A block cannot be modified w/o changing its address: The behavior is intrinsically write-once. The write-once policy provides data protection, as no data will be overwritten.
Writes are idempotent: Multiple writes of the same data can be coalesced and do not require additional storage space (no extra space overhead). Duplicate blocks will be discarded and only one copy of the data will be retained.
The fingerprint allows Venti to provide inherent integrity checking of data. This allows the client to avoid errors from undetected data corruption and enables the server to identify when error recovery is necessary.

Fingerprint/Hashing

The authors want Venti to employ a cryptographic hash function. For such a function, it is computationally infeasible to find two distinct inputs that hash to the same value. Venti utilizes the SHA-1 algorithm, which generates a 20-byte hash value, making the collision probability extremely low.
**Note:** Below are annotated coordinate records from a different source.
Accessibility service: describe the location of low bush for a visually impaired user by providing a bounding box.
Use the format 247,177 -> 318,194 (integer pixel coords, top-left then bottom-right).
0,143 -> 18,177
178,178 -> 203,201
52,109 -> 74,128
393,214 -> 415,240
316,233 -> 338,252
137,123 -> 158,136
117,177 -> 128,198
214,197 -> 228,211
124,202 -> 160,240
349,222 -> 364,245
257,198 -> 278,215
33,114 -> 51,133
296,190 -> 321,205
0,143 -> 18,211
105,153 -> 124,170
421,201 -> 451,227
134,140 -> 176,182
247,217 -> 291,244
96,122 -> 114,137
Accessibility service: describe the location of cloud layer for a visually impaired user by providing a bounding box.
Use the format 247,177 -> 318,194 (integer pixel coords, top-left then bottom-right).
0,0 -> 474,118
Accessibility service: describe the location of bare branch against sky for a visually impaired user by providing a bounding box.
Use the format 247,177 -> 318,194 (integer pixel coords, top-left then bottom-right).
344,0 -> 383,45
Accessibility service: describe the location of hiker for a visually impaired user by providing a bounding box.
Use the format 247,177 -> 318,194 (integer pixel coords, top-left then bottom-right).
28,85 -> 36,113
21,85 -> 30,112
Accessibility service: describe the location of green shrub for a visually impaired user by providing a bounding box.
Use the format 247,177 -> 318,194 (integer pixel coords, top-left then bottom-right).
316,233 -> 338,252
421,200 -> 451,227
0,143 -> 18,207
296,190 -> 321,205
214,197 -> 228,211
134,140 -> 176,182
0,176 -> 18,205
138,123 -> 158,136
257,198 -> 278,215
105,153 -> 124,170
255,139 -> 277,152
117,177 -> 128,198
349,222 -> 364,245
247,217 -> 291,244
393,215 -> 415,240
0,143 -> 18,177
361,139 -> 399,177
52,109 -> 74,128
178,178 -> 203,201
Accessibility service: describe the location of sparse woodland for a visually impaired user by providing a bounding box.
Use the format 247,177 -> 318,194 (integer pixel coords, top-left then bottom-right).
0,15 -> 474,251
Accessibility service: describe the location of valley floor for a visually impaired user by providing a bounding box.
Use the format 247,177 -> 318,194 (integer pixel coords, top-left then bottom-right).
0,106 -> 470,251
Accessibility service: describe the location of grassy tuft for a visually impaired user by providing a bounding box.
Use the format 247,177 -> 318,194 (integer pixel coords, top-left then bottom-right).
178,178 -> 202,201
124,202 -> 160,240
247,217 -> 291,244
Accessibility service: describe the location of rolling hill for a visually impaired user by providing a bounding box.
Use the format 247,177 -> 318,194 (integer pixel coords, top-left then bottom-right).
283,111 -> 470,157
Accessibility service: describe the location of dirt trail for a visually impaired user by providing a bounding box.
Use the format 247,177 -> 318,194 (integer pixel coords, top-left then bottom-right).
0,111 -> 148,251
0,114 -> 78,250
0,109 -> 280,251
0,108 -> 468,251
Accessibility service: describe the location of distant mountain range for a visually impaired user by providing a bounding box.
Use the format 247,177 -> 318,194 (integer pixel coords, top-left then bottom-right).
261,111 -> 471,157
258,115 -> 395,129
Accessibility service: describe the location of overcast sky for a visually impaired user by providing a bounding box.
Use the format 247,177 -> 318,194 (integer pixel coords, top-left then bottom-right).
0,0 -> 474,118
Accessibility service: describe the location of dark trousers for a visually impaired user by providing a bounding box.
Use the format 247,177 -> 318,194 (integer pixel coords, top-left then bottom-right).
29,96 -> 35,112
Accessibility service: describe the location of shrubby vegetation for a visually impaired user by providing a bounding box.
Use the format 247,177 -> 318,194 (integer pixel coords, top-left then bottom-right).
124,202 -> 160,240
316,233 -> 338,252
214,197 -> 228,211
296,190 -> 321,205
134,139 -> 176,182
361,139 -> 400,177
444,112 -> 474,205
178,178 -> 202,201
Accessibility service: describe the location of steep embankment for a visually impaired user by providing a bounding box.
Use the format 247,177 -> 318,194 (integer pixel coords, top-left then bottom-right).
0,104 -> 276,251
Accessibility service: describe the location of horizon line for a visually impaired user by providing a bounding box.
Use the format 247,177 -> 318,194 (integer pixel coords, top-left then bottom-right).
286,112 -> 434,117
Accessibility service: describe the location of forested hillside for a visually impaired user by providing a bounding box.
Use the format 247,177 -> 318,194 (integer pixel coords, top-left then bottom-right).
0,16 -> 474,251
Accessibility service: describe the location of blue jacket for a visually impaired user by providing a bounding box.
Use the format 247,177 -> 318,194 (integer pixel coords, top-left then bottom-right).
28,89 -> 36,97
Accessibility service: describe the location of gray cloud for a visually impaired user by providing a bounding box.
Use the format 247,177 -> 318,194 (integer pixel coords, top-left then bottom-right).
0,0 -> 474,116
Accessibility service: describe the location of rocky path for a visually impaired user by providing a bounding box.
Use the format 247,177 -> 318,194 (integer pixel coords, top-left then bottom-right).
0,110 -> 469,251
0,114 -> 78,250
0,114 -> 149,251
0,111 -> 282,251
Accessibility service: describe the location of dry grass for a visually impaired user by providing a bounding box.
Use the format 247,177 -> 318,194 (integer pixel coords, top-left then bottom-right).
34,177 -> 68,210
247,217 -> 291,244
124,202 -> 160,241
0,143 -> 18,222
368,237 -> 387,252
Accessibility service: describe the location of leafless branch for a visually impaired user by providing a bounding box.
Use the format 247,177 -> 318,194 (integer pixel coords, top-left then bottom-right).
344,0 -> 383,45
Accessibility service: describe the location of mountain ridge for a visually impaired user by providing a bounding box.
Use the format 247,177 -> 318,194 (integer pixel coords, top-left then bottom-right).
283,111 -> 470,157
Applications (that work on top of Venti)

Applications are responsible for mapping the namespace to fingerprints. One approach to record the fingerprints is to pack them into additional blocks (pointer blocks) that are also written to the server. This approach can be applied recursively until a single fingerprint is obtained. The paper didn't really go deep into this. Some other work includes sfsro (making a single-byte file system read-only using Merkle trees).

Venti Implementation

When a fingerprint comes in, a lookup on an on-disk index is performed to check where the data is stored (horrible performance due to random lookups of random fingerprints with no locality on disk). The caches are used to leverage the terrible performance, it's still not that good though (a lot of room for improvements, see the Data Domain paper for some follow-ups).

Evaluation

New Vocabulary

Idempotent: The property of certain operations in mathematics and computer science whereby they can be applied multiple times without changing the result beyond the initial application.